Ao fim do dia, os manifestantes levantaram os bloqueios após uma reunião com as autoridades em que obtiveram garantias de que o campo A Selva será desmantelada de forma muito rápida. Apesar de não ter sido avançada uma data. Entretanto, o campo continua a receber 40 a 80 migrantes por dia.

Foi debaixo de uma chuva miudinha que logo às 7:30 as duas colunas de 40 camiões cada e seis dezenas de tratores partiram em direção à A16 , uma das autoestradas mais frequentadas pelos transportadores europeus que levam mercadorias para Inglaterra. Ali juntaram-se às "700 a mil pessoas" que, segundo a polícia protagonizaram um cordão humano, muitas usando T-shirts brancas com a mensagem I love Calais. Até ao final da tarde o protesto decorria sem grandes incidentes, mas os manifestantes prometiam ficar no local toda a noite e até vários dias, se as suas exigências não obtivessem resposta.

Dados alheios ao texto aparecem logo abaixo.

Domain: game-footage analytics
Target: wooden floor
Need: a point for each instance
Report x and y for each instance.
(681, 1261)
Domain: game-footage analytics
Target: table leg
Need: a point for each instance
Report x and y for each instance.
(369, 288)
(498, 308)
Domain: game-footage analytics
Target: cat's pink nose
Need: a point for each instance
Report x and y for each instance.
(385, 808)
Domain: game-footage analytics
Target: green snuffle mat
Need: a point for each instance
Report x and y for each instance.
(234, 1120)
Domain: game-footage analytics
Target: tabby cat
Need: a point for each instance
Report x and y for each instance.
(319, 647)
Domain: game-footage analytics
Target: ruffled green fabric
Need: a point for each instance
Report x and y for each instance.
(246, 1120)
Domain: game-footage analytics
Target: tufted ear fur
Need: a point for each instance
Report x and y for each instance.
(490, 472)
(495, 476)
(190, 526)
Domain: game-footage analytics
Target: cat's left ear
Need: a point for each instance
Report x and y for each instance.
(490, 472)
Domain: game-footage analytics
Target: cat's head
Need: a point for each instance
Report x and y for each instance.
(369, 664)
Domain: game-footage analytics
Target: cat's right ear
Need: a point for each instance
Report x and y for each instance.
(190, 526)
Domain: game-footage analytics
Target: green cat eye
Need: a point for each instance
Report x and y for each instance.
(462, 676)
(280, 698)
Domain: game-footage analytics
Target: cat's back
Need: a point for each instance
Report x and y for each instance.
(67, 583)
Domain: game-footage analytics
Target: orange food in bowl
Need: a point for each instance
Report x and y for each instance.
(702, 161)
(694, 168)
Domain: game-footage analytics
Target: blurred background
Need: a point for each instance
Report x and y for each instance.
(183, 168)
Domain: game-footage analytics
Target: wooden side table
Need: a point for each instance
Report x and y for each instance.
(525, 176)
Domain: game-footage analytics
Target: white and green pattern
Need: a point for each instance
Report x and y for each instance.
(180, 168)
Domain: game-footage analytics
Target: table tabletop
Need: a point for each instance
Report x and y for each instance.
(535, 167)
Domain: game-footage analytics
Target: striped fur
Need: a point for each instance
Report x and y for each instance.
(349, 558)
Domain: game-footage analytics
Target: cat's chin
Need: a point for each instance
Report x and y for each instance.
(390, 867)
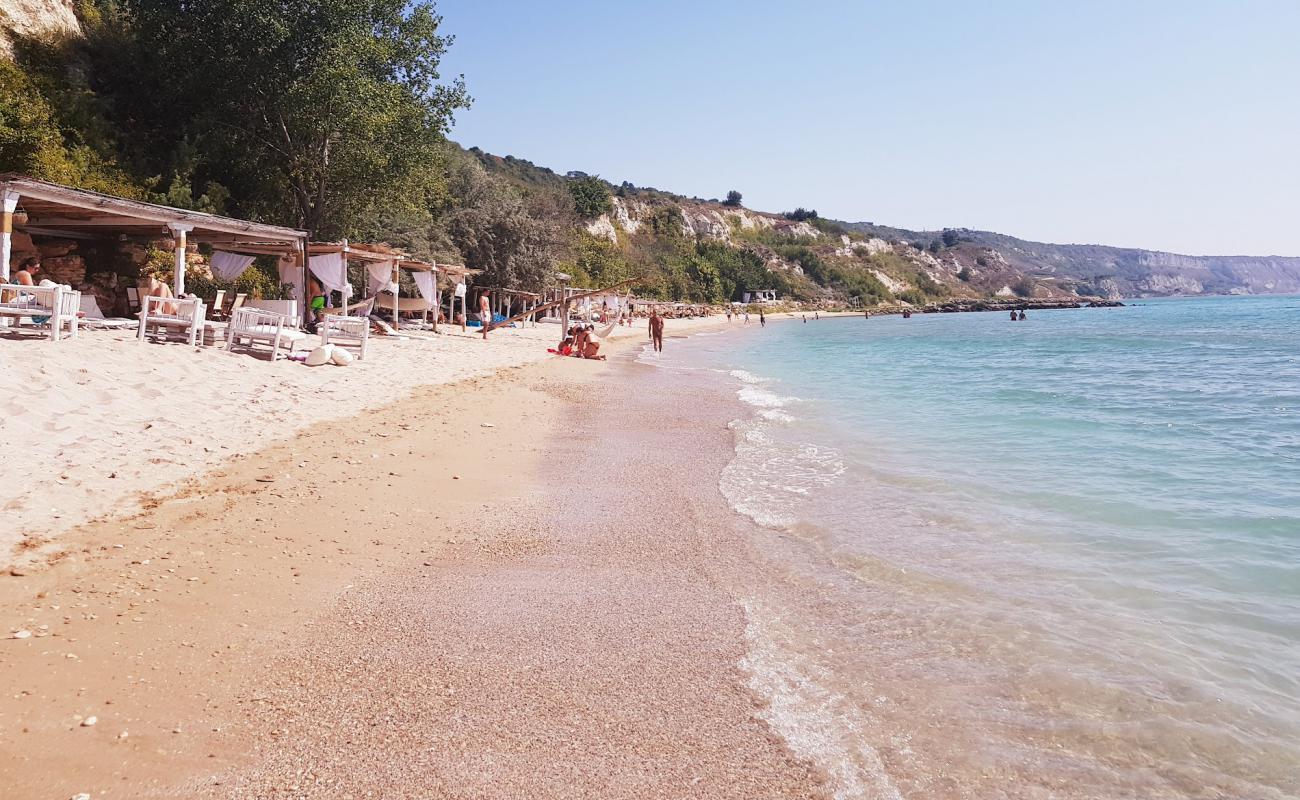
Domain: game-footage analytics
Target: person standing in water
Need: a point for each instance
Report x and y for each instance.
(657, 331)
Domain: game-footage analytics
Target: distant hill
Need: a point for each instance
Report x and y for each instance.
(1114, 271)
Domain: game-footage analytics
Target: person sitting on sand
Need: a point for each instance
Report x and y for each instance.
(27, 272)
(592, 350)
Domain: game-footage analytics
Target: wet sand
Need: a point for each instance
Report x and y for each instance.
(408, 604)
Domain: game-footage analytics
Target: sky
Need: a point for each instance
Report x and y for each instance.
(1140, 124)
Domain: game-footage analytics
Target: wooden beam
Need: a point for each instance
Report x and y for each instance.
(566, 302)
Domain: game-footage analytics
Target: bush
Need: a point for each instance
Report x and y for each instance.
(800, 215)
(590, 197)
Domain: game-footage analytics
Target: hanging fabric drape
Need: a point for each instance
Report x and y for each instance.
(229, 266)
(380, 273)
(289, 273)
(427, 284)
(332, 271)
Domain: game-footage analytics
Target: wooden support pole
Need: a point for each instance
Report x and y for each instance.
(8, 204)
(178, 232)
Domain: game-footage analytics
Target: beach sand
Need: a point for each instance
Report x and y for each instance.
(87, 424)
(501, 587)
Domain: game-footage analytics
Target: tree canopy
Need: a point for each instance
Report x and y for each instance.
(320, 111)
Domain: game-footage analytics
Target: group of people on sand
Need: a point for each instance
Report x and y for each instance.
(580, 342)
(30, 273)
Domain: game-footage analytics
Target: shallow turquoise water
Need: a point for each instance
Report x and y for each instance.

E o que eles exigem é que depois de em março terem arrasado a metade sul da Selva de Calais, as autoridades francesas desmantelem agora a metade norte. O facto de ter perdido metade da sua área útil não significa que o campo de refugiados - cujos habitantes são sobretudo afegãos, sírios, iraquianos, mas também originários do Darfur ou da Eritreia - tenha perdido poder de atração. Dependendo das fontes, vivem ali hoje entre 7000 (números da polícia) e dez mil (segundo as associações de apoio) refugiados e requerentes de asilo. A maior parte espera apenas a oportunidade para atravessar o Canal da Mancha e procurar uma vida melhor em Inglaterra. Até lá vivem em tendas e contentores sem condições, numa verdadeira cidade com as suas próprias lojas, cabeleireiros ou bares. Mas onde a violência é frequente.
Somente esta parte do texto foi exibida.